By Anjali Choudary, November 18 2020—

The first day of school is an annual rite of passage for students across the globe. Embarking on your first year of university, this day supposedly marks the beginning of the best four years of your life.

Growing up living in a world of Gilmore Girls and Pitch Perfect, I fantasized about what my first day at university would look like. By the time my very underwhelming online graduation came around, I had practically prepared myself for every possible situation — what to wear, what classes to take, and how to avidly avoid upper-year students. Unfortunately, dealing with a global pandemic had not shown up in any of my survival guides. 

Amongst the usual chaos of the transition to university, students now face issues with navigating multiple unfamiliar online platforms, an unexpected increase in classwork and the dreaded fear of unknowingly having their video turn on during a Zoom session. Not only did an online entry create difficulties in learning for many students, but it took away the crucial and appealing socialization aspect. The remote delivery option for most classes stripped incoming first years of the thrill of becoming immersed in a campus community, leaving instead a strong sense of dread and emptiness. The isolation is further enhanced with numerous classes being asynchronous. Thus, not only are you experiencing your very first university lesson alone and online, but it is, in fact, just a voice-over recording — devoid of any personalization or interaction. 

My first day consisted of a rollercoaster of emotions. Determined to make the best of an undesirable situation, I wore a prized fake smile to my first Zoom session. However, all enthusiasm was quickly lost within 50 minutes of staring at a laptop full of individual black screens and a few apathetic faces. The rest of the day, filled with hours of readings, asynchronous lectures and looking for hope in group chats left me reminiscent of high school –— which I had been rushing to escape just a few months prior. 
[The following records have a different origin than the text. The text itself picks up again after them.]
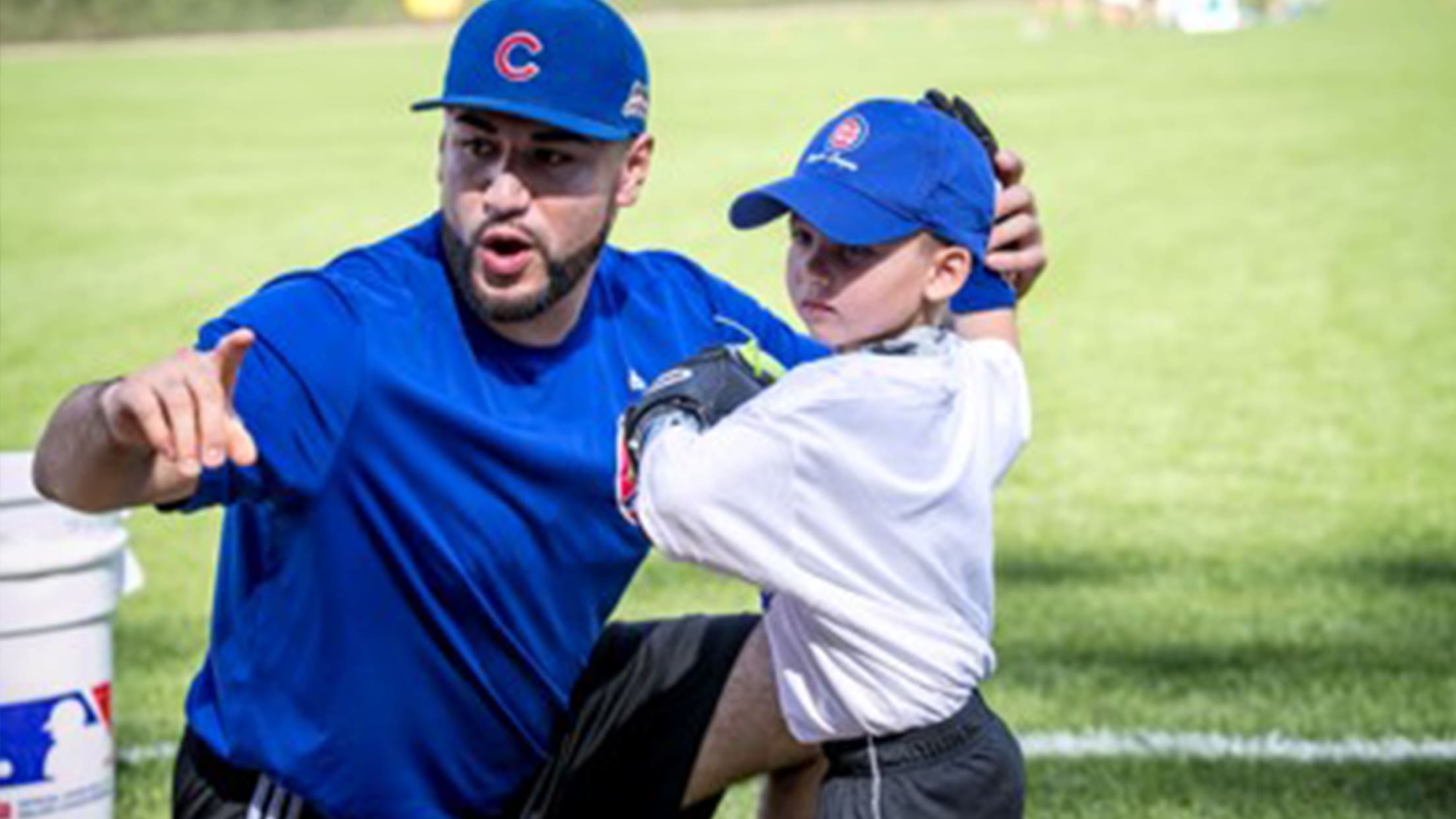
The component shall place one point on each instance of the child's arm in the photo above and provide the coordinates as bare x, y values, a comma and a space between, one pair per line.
719, 497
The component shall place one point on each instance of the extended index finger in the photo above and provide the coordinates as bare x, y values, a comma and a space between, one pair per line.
1010, 168
229, 355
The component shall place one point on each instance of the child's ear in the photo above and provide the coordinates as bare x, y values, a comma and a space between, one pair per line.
950, 267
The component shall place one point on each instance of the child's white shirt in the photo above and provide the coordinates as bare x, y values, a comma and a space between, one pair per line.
858, 490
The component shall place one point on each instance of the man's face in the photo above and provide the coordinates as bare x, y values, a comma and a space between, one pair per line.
852, 295
528, 209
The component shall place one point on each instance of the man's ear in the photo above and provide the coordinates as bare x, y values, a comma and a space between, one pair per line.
440, 156
635, 167
948, 270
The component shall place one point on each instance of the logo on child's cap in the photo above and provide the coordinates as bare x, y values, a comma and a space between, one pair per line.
848, 135
504, 56
921, 172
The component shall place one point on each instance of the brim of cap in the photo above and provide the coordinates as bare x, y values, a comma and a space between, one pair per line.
834, 209
541, 114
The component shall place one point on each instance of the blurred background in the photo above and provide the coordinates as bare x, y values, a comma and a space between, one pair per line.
1236, 524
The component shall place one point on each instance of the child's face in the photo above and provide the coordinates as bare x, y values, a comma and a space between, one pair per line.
851, 295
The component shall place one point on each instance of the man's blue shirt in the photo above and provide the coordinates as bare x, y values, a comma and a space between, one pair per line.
415, 572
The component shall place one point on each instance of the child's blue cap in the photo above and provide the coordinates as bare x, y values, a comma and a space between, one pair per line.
883, 171
568, 63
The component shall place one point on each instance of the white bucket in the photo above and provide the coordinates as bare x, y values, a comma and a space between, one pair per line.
60, 578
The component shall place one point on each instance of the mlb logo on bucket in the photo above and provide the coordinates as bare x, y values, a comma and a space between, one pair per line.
849, 135
56, 739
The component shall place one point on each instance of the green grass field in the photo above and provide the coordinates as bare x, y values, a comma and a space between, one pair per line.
1240, 509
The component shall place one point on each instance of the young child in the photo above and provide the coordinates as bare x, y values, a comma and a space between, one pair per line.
858, 489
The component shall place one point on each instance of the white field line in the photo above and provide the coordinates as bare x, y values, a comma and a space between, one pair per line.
1103, 744
1270, 746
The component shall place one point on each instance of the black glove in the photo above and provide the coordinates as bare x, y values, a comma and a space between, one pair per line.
963, 113
706, 386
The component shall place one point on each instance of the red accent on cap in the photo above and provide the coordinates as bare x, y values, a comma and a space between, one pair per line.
517, 73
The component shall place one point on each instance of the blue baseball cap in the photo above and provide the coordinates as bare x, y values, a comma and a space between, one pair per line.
881, 171
568, 63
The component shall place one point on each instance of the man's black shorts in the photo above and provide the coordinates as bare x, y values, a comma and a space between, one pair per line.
638, 716
966, 767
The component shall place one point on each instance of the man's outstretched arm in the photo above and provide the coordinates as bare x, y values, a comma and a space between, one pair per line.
146, 438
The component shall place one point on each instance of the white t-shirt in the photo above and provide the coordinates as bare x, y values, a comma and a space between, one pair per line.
858, 490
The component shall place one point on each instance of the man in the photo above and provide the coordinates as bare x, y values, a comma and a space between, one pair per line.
415, 449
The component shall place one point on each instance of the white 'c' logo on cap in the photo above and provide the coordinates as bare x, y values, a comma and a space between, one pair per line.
517, 72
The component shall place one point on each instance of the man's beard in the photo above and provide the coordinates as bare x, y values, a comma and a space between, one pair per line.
562, 276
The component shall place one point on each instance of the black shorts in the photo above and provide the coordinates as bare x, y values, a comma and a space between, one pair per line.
638, 716
967, 767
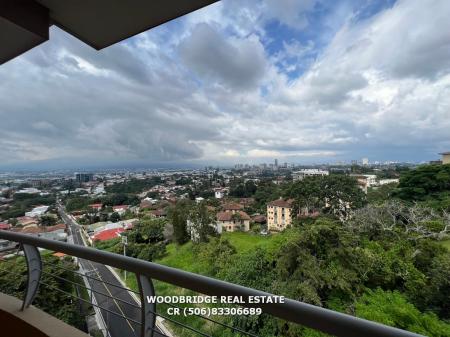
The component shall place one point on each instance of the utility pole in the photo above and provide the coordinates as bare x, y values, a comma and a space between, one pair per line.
125, 242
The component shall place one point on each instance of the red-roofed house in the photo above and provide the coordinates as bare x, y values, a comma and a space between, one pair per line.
120, 209
26, 220
232, 206
96, 207
279, 214
107, 234
5, 226
233, 221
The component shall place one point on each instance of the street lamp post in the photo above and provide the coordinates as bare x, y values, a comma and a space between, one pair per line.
125, 242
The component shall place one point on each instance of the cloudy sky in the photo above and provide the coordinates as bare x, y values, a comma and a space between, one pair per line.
305, 81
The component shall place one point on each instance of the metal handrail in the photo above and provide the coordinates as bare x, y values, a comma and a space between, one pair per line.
308, 315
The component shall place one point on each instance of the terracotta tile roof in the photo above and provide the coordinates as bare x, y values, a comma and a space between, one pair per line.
259, 219
5, 226
281, 203
231, 206
228, 216
108, 234
120, 207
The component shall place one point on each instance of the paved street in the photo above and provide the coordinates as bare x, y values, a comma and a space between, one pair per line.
118, 326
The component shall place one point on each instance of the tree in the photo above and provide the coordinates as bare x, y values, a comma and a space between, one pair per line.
201, 223
424, 182
178, 217
336, 195
392, 308
114, 217
48, 220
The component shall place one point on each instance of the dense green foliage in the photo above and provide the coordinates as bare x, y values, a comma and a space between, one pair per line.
425, 182
239, 189
133, 185
145, 241
327, 264
178, 216
334, 194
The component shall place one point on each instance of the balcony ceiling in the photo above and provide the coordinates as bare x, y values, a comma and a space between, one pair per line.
99, 23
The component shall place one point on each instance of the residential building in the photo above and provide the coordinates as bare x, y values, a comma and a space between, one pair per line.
388, 181
121, 209
37, 211
96, 207
445, 157
300, 175
279, 214
219, 193
84, 177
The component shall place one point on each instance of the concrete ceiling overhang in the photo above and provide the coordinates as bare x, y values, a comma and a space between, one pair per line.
24, 24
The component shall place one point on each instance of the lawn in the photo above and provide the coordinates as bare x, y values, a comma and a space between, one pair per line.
446, 244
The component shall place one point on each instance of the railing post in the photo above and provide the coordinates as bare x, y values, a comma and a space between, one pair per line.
148, 310
34, 265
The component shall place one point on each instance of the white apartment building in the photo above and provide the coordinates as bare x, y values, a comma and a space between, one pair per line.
300, 175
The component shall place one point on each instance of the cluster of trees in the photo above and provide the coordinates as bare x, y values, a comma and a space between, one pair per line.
241, 189
334, 194
381, 260
425, 183
190, 221
146, 241
389, 279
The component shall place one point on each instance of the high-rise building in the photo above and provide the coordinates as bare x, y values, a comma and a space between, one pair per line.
84, 177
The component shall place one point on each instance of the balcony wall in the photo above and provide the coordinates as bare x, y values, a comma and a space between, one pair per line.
31, 322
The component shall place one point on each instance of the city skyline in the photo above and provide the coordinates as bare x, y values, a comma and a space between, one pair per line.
235, 82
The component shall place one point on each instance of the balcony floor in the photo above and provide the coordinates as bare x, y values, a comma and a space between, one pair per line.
31, 322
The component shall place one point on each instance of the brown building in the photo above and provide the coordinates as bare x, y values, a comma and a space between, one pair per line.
231, 221
279, 214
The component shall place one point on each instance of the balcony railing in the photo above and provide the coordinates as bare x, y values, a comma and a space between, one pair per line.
324, 320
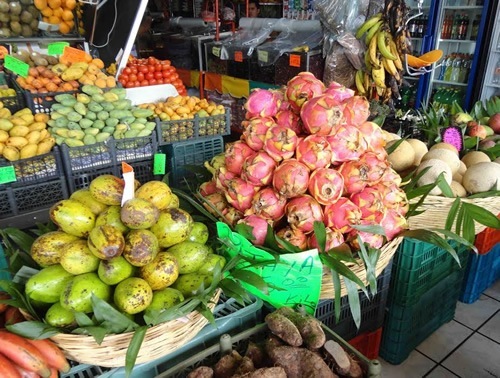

Being a strong believer of first impressions — both of individuals and situations — I believe the first day of classes has a great impact on the tone for the rest of the year. Unfortunately, the tremendous expectations that each student undoubtedly brought in were rebutted with tremendous disappointment. When select first-year undergraduates were asked to describe their first day, the most common descriptions were “stressful,” “confusing,” and one very passionate response claiming they “should have taken a gap year.” 

I left my first day with dread regarding the rest of the year. As a very academically-focused student throughout my years of learning, I had hoped this new experience would allow me to explore the opportunities I had heard so fondly described —on academic, extracurricular and social levels. Although I do not doubt that the University of Calgary faculty are putting in immense efforts to improve our academic experience, remote learning poses unavoidable consequences which unfortunately hinder the true first year experience. 

I craved the stimulation and excitement of being in a large lecture hall, an experience I had been idolizing since initially receiving my acceptance letter. The idealization and emphasis placed on an individual’s first year of university and specifically, the first day of classes is what largely contributed to my personal disappointment. I wondered if I would ever experience the “best years of my life.”

These feelings, to variable extents, are likely shared by first-year students across all faculties. While many students attempt to remain positive, this becomes increasingly difficult as the number of hours spent in a bedroom alone go on. The University of Calgary may be trying to drown out all emotions in extraordinary amounts of readings and exams, but the lingering disheartenment refuses to leave, even as the semester wraps up.

Year One is a column about the first-year experience at the University of Calgary.  This column is part of our Voices section.